Inside Michigan Online Poker Bill SB 889
The recent introduction of and online-poker regulatory bill in the Michigan Legislature may have surprised many casual industry observers and poker players, though the state has long been part of a group of US states where legalizing some form off intrastate online poker has always been a reasonable possibility.
However, the actual introduction of Senate Bill 889, along with a reasonably favorable political environment in the state, now places Michigan among the most likely states for near-future regulation — say, within the next years — of the online game. Still, not much has been written to date about the specifics of the new Michigan measure, so we’ll catch up with that here.
Staffers for SB 889’s primary Senate sponsor, Mike Kowall, have recently released a bill analysis detailing its primary elements. Per that update, SB 889, titled the “Lawful Internet Gaming Act, would do the following:
- Allow internet wagering to the extent that it was carried out in accordance with the proposed Act.
- Create the Division of Internet Gaming in the Michigan Gaming Control Board, with specified powers to execute the Act.
- Allow the Division to issue applicants an internet gaming license if they met certain criteria, and establish the process for an applicant to acquire an internet gaming license.
- Prescribe a $100,000 application fee and a $5.0 million license fee for an internet gaming license, and provide that a license fee would be an advance payment of internet wagering taxes.
- Allow an internet gaming license to be issued only to a casino licensee or, under certain conditions, to a Michigan Indian tribe that operates a gaming facility.
- Limit the number of internet gaming licenses that could be issued to eight.
- Allow internet gaming licensees to offer wagering on internet games.
- Allow the Division to certify internet gaming vendors to provide goods, software, or services to internet gaming licensees; establish the process for an applicant to become certified as a vendor; and require an application fee of up to $100,000.
- Provide that a license or certification would be valid for five years and could be renewed for additional five-year periods.
- Prescribe misdemeanor penalties for violations associated with the application process for an internet gaming license or internet gaming vendor certification.
- Impose a tax of 10% on the gross gaming revenue received by an internet gaming licensee from internet games authorized under the Act.
- Require an internet gaming licensee to have adequate gaming participant verification measures, including mechanisms to detect and prevent fraud, money laundering, and collusion.
- Require the Division to develop responsible gaming measures, including a statewide responsible gaming database identifying individuals who were prohibited from establishing an internet wagering account or participating in internet gaming.
- Allow a wager to be accepted from an individual not physically present in the State if certain conditions were met.
- Create the “Internet Gaming Fund” and require fees and taxes to be deposited into the Fund.
- Require money in the Fund to be spent, on appropriation, for purposes specified by the Legislature.
The proposed limit of eight online licenses has already been described by State Sen.
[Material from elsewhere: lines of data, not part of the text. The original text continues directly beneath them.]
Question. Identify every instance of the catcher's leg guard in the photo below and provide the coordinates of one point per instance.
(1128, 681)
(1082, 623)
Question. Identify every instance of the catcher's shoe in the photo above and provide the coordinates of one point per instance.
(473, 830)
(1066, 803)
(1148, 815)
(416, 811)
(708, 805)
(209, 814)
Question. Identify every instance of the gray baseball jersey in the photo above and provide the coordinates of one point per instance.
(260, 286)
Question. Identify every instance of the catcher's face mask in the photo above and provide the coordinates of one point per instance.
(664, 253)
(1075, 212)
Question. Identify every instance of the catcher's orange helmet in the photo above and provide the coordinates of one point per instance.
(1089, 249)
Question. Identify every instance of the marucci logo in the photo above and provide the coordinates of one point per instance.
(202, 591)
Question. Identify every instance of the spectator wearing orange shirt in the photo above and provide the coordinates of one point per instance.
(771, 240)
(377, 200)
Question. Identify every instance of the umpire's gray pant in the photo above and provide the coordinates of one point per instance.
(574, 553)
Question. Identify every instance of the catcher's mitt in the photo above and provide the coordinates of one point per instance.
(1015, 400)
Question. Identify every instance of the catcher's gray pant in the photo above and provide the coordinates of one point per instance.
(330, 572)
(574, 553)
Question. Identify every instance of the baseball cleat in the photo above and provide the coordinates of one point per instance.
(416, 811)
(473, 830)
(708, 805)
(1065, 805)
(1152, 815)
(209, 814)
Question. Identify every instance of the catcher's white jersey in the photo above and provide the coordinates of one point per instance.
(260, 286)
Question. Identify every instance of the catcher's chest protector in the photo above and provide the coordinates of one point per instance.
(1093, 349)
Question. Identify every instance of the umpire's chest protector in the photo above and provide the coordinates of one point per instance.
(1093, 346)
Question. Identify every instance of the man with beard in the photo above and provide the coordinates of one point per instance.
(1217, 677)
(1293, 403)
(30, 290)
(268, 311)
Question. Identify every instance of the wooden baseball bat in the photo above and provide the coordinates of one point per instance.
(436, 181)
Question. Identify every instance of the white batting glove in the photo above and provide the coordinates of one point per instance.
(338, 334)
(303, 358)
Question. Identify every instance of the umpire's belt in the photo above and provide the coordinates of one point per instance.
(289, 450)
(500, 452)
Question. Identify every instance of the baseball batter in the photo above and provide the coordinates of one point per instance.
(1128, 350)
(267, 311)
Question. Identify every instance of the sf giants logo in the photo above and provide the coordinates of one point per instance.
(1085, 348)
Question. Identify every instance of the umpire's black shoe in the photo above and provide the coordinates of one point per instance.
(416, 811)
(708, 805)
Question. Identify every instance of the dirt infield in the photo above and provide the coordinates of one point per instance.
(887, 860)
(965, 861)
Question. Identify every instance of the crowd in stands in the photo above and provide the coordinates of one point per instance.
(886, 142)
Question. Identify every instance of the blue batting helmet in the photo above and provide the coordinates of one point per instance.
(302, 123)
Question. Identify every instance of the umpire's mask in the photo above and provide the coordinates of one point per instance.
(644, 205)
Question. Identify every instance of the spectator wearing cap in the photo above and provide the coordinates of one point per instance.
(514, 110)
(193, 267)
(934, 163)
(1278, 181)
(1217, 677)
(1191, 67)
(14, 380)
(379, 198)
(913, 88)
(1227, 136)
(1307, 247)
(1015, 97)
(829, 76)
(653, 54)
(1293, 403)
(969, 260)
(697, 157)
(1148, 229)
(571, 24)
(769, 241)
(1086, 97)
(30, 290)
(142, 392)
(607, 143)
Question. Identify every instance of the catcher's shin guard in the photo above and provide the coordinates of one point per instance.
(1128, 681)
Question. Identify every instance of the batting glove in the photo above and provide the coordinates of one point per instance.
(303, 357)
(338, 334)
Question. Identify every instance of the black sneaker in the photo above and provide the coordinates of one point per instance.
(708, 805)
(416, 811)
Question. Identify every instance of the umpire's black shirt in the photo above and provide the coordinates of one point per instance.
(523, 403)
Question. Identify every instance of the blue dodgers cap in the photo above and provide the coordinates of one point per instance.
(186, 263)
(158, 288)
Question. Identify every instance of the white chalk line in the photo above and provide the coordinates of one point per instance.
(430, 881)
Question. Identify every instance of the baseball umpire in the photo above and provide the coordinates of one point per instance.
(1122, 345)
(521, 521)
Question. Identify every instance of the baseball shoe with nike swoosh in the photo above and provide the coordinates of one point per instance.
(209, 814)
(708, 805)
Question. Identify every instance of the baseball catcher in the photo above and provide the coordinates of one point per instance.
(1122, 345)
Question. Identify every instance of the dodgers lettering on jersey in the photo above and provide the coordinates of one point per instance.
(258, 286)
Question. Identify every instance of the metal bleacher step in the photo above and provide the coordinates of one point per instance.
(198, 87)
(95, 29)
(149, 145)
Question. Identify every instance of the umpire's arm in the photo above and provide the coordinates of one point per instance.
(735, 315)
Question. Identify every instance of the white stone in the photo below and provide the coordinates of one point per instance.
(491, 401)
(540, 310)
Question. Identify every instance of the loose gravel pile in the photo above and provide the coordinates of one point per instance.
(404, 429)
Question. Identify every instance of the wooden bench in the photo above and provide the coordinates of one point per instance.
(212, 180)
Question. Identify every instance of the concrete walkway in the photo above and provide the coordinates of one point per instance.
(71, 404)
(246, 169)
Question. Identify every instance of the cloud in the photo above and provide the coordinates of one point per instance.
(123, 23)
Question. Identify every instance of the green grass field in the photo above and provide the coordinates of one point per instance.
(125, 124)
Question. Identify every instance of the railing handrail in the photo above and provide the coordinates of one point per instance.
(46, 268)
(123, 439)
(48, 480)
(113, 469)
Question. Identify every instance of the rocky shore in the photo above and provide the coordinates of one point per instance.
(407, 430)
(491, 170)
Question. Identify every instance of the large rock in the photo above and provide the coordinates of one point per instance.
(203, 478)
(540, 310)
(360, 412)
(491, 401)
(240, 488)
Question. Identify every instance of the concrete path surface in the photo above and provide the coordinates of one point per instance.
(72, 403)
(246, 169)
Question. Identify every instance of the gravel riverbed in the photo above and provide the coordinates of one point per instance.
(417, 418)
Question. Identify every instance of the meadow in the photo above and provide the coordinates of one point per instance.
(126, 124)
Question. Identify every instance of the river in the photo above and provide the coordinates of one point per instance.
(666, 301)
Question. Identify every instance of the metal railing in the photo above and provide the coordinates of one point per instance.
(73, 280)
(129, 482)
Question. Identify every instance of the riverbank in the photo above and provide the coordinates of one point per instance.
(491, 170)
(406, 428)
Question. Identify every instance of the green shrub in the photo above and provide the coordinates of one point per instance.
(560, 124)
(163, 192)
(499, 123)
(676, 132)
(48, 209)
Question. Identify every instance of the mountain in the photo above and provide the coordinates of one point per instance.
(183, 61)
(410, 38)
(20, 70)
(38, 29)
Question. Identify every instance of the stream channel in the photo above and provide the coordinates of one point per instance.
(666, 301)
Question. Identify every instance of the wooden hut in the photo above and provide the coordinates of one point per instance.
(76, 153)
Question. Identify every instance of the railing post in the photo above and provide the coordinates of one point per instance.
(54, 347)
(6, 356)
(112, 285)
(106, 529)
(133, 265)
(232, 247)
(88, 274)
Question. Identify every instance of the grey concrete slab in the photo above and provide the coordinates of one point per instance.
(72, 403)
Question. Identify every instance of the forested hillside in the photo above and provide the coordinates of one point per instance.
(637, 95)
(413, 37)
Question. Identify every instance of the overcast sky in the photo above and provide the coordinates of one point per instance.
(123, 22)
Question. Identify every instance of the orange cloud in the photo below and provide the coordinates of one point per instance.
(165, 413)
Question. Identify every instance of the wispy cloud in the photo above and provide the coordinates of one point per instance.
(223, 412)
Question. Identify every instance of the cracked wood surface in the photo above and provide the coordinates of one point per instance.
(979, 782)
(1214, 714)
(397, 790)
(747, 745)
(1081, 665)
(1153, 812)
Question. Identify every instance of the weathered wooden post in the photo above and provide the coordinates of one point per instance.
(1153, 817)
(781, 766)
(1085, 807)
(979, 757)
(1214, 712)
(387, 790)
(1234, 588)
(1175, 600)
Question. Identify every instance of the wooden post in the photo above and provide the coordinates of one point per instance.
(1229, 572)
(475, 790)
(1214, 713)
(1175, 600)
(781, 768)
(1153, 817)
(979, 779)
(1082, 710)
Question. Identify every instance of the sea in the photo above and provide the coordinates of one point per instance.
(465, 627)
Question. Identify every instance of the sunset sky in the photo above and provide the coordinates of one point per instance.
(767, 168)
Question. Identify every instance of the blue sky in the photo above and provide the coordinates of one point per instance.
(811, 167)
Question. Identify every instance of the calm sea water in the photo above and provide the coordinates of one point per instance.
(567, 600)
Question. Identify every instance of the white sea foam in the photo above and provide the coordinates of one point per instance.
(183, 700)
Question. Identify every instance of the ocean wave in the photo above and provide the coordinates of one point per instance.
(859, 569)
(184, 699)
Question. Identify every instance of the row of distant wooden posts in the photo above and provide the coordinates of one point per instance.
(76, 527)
Kowall as entirely arbitrary at this point. Michigan, as with many other states, includes both tribal and non-tribal gaming, though the state is less likely to suffer from the sort of contentious political in-fighting, driven largely by a subset of tribal interests, that has derailed similar legislation in California for nearly a decade.
The five-year licensing term, $100,000 application fee, and initial $5 million license fee (to be applied against taxes owed on gaming revenue) guarantee that only the largest industry players in the state are likely to take the plunge.
Michigan’s legislators have less solid answers to work with when looking at one of the most important issues connected with SB 899, that being its fiscal impact. The recent bill analysis for SB 899 concludes with a “Fiscal Impact” section in which its author cedes that, “At this time, it is difficult to accurately estimate the impact of internet gaming revenue on State revenue.”
The authoring staffer also wonders openly about the possible of online gambling partially cannibalizing other Michigan gambling revenue streams, despite the experience of other jurisdictions offering analyses and research showing that online gambling largely opens up a new and separate source of revenue. Nonetheless, Michigan legislators are unlikely to repeat the blue-sky gaming projections that preceded New Jersey’s legalization of online gambling in 2013.